Two books are currently on trial in Virginia for obscenity.
In 2022, that sentence should be shocking. Nearly 50 years ago, the Supreme Court set the high constitutional bar that defines obscenity — a narrow, well-defined category of unprotected speech that excludes any work with serious literary, artistic, political, or scientific value. Since then, few if any books have been deemed obscene. And the standards for restraining a bookseller or library’s ability to distribute a book are even more stringent.
Yet, last month, a Virginia resident initiated obscenity proceedings against two acclaimed books: Gender Queer, a Memoir, by Maia Kobabe, an autobiographical graphic novel that depicts the author’s experience as a non-binary and asexual person; and A Court of Mist and Fury, by Sarah J. Maas, a fantasy novel. The obscenity proceedings come amid a nationwide rise in efforts to restrict people’s access to books, and our ability to read, learn, and think for ourselves — but they could be the first to result in a statewide ban on publication or distribution.
Last week, several independent bookstores and a number of national organizations representing book distributors, authors, and libraries filed joint motions urging a Virginia court to dismiss these obscenity proceedings. We represent these distributors alongside the ACLU of Virginia and Michael Bamberger of Dentons, arguing that the case threatens the rights of both young and adult readers — and the First Amendment rights of our clients, as well as other booksellers, distributors, and publishers, to provide access to such materials.

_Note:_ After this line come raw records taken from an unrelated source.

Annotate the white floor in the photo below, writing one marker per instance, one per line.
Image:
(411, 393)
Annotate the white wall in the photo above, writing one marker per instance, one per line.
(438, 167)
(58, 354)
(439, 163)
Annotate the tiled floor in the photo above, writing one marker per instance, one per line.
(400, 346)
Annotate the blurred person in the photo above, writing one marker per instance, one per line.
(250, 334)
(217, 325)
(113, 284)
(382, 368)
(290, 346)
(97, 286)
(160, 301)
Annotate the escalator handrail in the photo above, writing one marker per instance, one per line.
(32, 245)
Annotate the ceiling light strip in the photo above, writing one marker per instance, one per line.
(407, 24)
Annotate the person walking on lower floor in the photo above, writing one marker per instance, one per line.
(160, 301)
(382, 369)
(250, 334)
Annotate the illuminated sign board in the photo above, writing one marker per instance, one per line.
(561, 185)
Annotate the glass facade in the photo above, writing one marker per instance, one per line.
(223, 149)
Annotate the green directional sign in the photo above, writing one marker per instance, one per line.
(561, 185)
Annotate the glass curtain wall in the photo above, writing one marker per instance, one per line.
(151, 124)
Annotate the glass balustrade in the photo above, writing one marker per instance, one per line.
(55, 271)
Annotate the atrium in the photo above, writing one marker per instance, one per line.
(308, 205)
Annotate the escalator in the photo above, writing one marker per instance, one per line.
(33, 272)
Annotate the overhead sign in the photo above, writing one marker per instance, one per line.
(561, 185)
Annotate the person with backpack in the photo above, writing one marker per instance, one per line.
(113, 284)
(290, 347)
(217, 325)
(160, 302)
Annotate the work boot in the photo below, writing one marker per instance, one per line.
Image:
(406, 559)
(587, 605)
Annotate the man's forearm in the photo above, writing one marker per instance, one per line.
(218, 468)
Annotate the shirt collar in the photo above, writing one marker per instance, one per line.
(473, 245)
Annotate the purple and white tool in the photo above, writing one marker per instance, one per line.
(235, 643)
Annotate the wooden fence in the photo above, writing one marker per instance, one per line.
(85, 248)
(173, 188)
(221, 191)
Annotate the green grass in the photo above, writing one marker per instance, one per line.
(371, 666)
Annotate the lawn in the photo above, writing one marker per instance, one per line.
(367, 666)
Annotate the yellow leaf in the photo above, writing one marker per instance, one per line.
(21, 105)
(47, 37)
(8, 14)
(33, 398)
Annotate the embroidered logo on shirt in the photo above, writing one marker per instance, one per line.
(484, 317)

The books at issue here are not obscene by any stretch of the imagination. And the Virginia statute that has enabled these proceedings is unconstitutional.
Under the statute, the court has the authority to temporarily block all sale and distribution of the books anywhere in Virginia upon a mere finding of “probable obscenity.” And, if the court ultimately determines that the books are indeed obscene, anyone who sells or even lends the books in Virginia could face criminal prosecution, regardless of whether they had prior knowledge of the obscenity proceedings. This would impact all independent bookstores and other distributors in the state of Virginia, even if they have no knowledge that a book has been so much as challenged. And it means a court can restrain the distribution of books that are not legally obscene — or, in other words, fully protected speech.
Furthermore, after entry of a temporary restraining order or a final adjudication of a book’s obscenity, the government can presume that anyone who sells, lends, or otherwise distributes the book in Virginia knows it is obscene. In essence, it creates a strict liability regime for selling or lending books that could impact incredibly broad swaths of people, from booksellers to parents to teachers and others.
Finally, because Virginia applies local rather than statewide community standards to determine obscenity, the law could unconstitutionally allow a ban against the circulation of a book that doesn’t even qualify as obscene in the relevant community.
For these reasons, our clients have asked the court to dismiss both proceedings. Any other result would be obscene.